露出したきめ細かな素肌は、何故か少しだけ濡れて更に色めいている。
顔を火照っているようで少し赤い。
「(まさかこの子がさっきの……いや、流石にそれは…)」
「ニャ〜?…」
僕が悶々と思考を巡らせていると、それを不思議がった少女が僕の顔を覗く。
「あ〜えっと…どうしたらいいだろう…」
戸惑う僕。それもそうだろう。

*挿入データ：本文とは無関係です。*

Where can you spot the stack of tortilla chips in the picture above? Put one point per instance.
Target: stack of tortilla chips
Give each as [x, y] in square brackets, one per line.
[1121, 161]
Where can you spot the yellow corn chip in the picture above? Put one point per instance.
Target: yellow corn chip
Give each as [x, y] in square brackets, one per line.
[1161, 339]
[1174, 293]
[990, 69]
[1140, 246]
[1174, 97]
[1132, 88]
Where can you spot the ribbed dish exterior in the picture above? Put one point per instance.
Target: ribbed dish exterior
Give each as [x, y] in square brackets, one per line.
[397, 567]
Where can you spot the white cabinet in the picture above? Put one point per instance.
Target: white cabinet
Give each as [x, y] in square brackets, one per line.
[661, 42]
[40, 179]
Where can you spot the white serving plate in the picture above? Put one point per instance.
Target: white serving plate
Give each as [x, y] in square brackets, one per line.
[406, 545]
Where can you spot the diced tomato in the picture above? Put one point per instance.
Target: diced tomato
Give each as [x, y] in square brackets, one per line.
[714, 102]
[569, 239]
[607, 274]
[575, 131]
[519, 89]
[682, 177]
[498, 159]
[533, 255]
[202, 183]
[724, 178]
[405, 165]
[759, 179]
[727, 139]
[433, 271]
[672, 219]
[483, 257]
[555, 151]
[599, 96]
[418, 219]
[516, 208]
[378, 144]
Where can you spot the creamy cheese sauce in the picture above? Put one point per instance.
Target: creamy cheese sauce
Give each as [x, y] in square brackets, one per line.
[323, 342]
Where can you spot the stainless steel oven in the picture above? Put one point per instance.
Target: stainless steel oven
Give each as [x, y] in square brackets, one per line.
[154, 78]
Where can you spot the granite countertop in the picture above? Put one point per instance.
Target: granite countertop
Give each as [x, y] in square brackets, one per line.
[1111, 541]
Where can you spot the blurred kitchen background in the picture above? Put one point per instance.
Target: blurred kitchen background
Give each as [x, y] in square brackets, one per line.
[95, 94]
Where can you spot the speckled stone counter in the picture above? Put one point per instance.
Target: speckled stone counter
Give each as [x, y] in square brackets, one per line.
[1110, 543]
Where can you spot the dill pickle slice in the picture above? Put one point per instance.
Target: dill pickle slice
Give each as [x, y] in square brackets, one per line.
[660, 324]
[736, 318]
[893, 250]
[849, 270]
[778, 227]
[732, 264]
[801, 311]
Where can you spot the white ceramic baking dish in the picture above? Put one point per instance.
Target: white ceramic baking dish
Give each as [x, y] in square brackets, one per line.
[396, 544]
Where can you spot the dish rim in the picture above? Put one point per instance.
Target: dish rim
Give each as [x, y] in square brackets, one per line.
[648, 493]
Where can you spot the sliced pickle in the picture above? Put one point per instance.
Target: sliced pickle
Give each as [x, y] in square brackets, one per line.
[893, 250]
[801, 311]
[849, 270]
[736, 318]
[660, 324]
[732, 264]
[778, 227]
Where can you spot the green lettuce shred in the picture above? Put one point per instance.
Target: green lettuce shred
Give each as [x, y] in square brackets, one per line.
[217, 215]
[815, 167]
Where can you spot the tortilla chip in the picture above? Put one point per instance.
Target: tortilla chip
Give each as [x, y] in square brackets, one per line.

いきなり可愛がっていた猫が消え、代わりに女の子が出てきたなんて、誰がすぐに冷静になれるか。
「(と、とりあえず一度頭を冷やそう!)」
決断し、玄関のドアを開けて外に出る。
「…ふ〜……」
一体どうなっているのか。先程までの猫はどこに消え、あの子は何処から現れたのか。
「(確かに僕一人で家に入ったはずなんだけどなぁ…)」
色々と考えているうちに、大分頭も冷めた。とりあえずあの子の対処をしなければ
ニャ〜…?
「ん?…あ!君!」
ふと足元からしたら猫の声に目を向けると、先程の子猫だった。
「何処に行ってたんだ…?びっくりしたよ…」
まぁ。何はともあれこれで万事解決か…
ガチャ……バタン。
扉を閉め、靴を脱いで部屋に上がった瞬間
「…うわっ!?」
いきなり両腕に重力が掛かり、危うく落としそうになる。
……ん?落としそうになる…?
「ニャア?」
「…ってうわっ!?」
僕の両腕に収まっていたのは、子猫ではなくさっきの少女。
丁度お姫様抱っこという状態だろうか。
「……って、あああ!ごめん!」
慌てて少女を床に降ろす。
「(でも…今の…)」
今度は間違いない。靴を脱ぎ、重みを感じるその瞬間まで、僕は猫を抱き抱えていたのだ。
………と、すると
「……君が………あの猫なのか?」
「ニャア?」
ーー
「ん〜……」
学校の帰り、僕はずっと唸っていた。
「(結局あの後は簡単な食事を済ませて、一応家を出る前に昼食も作り置きしておいたけど…)」
やはり、どうしたら良いか困る。
昨日のあの一件から、恐らくあの子はあの猫と見て間違いないだろう。だが、現実にそんなことがあり得るだろうか。
「(なんだか…よく分からないことが起きてるよ…)」
頭を抱えつつ、家の前に着き、玄関のドアを開ける。
「ただいま…」
「ニャン!」
で、猫語?でお出迎え。
「(一応ちゃんと二本足で立ってるし、なんなら走ってるけど…箸とか全然使えてなかったな…)」
なんだか人間なんだか猫なんだかよく分からない。
「……?」
不思議そうに小首を傾げる。
……こうして見ると無茶苦茶可愛いな。この子。
「(まぁでも…)」
分からないことは多いし、謎ばっかりだけど
「これから宜しくね。」
それでもやっぱり、あの子猫に変わりはないのだろうから
「……あ、そうだ!名前を付けなきゃ!」
肝心なことを忘れていた。
「ん〜どうしようかな…君はどんなのがいい?」
「…ニャ?」
まぁ分からないよね……
「ん〜………そうだ!…黒い髪に黒い服。全身黒尽くめだから、黒にしよう!」
「ニャン!」
これから、僕と黒の、ほのぼのとした生活が始まる。